More specifically, the number of international arrivals in Turkey are expected to reach 40 million, based on November 2018 figures. According to the country’s tourism ministry, a total of 37,537,696 travelers visited the country between January and November 2018, up by 22.25 percent compared to the corresponding period in 2017, while November alone saw figures reach 1,966,277, up by 18.97 percent against the same month in 2017.
Tourism in the neighboring country in the 11-month period was mainly driven by Russian travelers at 5,865,466, up by nearly 1.2 million compared to 2017, Germans (4,334,067 versus 3,451,897 in 2017) and visitors form the UK (2,212,040 against 1,621,124 a year before). Leading destinations were Istanbul, which welcomed 12.35 million tourists, followed by Antalya (12.26 million) and Edirne (3.54 million).

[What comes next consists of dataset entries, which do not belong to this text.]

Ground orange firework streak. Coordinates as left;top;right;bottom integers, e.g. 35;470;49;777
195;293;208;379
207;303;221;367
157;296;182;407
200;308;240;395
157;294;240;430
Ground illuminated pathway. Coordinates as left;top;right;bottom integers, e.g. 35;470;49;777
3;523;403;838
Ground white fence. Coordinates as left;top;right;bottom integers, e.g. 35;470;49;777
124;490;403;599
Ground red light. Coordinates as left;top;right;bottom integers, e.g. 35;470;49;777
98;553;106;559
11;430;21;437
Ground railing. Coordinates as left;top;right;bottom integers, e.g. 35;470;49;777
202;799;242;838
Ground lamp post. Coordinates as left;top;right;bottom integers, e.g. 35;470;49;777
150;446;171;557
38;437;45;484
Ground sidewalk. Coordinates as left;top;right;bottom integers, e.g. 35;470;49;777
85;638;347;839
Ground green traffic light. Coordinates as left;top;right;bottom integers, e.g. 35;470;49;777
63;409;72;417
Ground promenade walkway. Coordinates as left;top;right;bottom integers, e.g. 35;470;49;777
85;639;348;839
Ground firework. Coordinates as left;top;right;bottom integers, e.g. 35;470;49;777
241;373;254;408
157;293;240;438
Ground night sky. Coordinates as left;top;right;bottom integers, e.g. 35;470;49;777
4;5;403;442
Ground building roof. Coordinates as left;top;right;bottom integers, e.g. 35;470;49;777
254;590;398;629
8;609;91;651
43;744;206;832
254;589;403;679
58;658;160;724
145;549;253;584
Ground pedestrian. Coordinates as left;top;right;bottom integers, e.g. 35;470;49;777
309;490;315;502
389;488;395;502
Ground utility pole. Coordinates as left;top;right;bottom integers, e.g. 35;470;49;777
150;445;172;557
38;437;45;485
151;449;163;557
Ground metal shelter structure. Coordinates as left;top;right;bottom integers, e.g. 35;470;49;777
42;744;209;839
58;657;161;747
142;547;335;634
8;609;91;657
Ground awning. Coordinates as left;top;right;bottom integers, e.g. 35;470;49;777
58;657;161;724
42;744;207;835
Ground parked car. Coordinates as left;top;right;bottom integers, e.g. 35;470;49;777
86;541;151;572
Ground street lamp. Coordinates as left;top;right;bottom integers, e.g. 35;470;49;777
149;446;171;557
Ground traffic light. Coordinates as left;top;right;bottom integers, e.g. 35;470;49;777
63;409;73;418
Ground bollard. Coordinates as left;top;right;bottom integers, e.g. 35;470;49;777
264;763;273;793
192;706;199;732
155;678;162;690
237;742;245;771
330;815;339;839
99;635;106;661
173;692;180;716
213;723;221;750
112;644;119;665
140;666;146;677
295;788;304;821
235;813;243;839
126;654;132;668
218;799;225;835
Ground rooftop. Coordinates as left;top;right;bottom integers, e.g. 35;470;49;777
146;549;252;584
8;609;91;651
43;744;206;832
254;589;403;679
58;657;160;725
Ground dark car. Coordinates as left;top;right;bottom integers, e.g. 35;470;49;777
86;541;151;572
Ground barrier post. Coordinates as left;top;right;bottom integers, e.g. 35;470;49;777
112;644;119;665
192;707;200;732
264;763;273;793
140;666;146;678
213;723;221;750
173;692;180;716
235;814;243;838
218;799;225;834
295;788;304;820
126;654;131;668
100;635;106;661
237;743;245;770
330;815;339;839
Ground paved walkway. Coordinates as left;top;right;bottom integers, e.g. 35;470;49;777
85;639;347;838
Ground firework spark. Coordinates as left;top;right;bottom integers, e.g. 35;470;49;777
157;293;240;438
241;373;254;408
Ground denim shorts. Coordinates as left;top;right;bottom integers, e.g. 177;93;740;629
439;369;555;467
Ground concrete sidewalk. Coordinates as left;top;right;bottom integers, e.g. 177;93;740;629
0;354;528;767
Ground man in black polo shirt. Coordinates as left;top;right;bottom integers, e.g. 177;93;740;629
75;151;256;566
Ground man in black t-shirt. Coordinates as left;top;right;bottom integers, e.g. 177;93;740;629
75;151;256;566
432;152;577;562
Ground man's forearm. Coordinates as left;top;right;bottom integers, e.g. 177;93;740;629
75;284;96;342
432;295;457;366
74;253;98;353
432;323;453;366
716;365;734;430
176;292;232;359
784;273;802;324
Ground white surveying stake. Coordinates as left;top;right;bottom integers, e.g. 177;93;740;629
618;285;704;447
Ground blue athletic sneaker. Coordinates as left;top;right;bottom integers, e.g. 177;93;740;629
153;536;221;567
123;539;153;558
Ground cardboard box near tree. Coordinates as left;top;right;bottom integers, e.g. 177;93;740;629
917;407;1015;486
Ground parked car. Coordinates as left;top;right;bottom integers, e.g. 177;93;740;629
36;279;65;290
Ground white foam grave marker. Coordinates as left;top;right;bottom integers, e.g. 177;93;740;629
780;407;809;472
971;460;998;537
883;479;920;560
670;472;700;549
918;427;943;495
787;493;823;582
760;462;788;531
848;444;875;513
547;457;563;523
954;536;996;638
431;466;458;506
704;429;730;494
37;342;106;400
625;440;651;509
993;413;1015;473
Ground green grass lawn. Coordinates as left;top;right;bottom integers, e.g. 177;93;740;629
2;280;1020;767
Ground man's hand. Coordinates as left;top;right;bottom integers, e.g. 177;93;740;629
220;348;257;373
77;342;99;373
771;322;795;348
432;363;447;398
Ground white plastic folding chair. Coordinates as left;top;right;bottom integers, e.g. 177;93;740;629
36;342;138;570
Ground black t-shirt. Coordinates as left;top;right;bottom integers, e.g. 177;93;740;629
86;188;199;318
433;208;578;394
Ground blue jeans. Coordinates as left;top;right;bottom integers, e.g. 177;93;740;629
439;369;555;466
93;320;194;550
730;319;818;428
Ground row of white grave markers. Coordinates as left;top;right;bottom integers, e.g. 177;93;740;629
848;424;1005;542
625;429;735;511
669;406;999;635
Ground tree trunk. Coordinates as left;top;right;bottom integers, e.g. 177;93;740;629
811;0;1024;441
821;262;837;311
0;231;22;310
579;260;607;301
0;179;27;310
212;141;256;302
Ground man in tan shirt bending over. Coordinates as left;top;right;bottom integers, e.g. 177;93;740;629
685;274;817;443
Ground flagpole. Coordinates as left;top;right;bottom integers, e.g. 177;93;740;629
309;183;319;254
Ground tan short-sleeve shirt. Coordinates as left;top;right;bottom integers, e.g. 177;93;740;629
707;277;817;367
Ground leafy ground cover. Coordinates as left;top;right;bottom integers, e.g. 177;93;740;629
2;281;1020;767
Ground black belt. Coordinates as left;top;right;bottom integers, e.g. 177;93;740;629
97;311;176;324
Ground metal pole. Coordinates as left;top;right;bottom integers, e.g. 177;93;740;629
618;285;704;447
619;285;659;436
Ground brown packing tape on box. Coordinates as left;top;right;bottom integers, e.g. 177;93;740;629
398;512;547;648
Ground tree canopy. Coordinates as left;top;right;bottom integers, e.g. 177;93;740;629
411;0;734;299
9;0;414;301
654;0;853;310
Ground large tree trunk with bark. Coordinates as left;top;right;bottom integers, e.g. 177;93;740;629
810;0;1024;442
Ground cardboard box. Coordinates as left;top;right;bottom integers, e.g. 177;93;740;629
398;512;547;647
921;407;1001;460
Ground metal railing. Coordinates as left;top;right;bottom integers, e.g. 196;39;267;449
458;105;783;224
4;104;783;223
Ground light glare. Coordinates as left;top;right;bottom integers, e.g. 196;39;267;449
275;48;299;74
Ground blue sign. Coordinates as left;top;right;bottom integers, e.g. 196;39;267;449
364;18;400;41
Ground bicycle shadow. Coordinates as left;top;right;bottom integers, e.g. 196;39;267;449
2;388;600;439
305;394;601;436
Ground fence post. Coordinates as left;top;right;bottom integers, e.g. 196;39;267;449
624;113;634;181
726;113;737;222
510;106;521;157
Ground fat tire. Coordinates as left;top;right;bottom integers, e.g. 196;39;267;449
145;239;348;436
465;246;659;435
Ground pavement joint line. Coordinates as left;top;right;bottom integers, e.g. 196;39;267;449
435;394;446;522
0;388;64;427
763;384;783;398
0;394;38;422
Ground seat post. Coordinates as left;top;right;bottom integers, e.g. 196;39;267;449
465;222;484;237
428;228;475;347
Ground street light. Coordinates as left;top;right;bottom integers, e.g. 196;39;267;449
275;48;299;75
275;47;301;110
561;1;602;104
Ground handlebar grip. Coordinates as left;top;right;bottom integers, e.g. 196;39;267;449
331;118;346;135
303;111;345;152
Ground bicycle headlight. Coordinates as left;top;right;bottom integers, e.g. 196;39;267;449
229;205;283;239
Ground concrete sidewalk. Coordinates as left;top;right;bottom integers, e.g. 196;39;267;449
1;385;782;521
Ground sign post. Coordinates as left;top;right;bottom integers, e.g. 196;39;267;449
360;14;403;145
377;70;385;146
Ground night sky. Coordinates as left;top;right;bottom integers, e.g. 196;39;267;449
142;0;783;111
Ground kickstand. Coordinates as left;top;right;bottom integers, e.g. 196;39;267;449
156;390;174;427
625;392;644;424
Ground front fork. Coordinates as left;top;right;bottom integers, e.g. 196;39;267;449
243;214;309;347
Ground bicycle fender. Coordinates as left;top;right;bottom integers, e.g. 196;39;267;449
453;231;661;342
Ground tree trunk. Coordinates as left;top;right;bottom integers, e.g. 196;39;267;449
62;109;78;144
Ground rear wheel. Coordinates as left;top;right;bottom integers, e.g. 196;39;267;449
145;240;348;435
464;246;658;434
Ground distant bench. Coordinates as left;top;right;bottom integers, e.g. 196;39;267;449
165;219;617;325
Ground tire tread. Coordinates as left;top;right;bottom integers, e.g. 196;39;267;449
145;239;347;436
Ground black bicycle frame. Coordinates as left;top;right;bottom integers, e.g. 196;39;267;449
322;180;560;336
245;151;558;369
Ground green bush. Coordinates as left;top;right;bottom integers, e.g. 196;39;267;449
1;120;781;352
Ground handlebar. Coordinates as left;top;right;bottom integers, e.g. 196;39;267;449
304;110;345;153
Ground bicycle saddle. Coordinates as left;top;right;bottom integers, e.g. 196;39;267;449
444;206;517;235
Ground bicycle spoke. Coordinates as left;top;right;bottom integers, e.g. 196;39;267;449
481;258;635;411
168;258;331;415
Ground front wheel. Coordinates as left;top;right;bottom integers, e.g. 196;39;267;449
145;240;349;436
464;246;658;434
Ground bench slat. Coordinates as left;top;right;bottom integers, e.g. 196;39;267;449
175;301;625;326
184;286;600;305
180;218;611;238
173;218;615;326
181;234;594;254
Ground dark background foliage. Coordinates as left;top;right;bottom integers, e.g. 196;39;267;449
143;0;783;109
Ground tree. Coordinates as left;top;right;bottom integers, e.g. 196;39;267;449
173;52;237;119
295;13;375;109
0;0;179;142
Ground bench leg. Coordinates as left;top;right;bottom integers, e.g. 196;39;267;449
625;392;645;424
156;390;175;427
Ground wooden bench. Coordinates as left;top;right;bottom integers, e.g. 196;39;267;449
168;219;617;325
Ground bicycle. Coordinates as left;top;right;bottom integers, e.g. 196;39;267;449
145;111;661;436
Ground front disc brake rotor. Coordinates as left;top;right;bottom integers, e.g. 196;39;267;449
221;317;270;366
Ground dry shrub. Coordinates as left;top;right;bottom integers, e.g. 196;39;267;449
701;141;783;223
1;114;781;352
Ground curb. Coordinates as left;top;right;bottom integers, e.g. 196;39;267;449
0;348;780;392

Spain recorded 4.5 million international tourist arrivals in November 2018, up by 3.6 percent compared to the same month in 2017, with 11-month figures marking a slight 0.7 percent increase to 78.4 million travelers. Key markets for Spain last year were: the UK with over 17.6 million visitors, but down by 2 percent compared to the same period in 2017, followed by Germany (10.9 million, down by 4.7 percent) and France (10.8 million, up by 0.7 percent).
For the 11-month period in 2018, total tourism-related revenue in Spain increased by 2.8 percent compared to the corresponding period a year earlier to 84.811 million euros, with average daily spending per tourist up by 12.4 percent to 155 euros.
Cyprus also saw the number of tourist arrivals rise by 9.7 percent in November 2018 to 158,685, against 144,676 in the same month a year before and by 7.8 percent in the January-November 2018 period to 3,832,062 from 3,553,149 a year earlier.
Meanwhile Egypt is also gaining ground, while Portugal appears to have marked a decline in the number of arrivals for the first 10 months of 2017 for the first time since 2011.
Despite the performance in rival destinations and contrary to reports that Greece was benefitting from the instability in the region, Greek Tourism Minister Elena Kountoura stressed that the sector remained strong and will continue its upward trend into the new year.
“It must be made clear,” Kountoura told the Athens News Agency, “that we are not targeting the same traveling market with our neighbors, nor are we seeking to get a share of holidaymakers seeking cheaper destinations. Instead, we are focusing on high-income visitors.”
At the same time, Greek tourism stakeholders have taken a reserved stance with regard to forecasts for 2019, citing the recovery of main competitors, as well as increased taxation impacting Greek entrepreneurs, and escalating Airbnb availability across the country.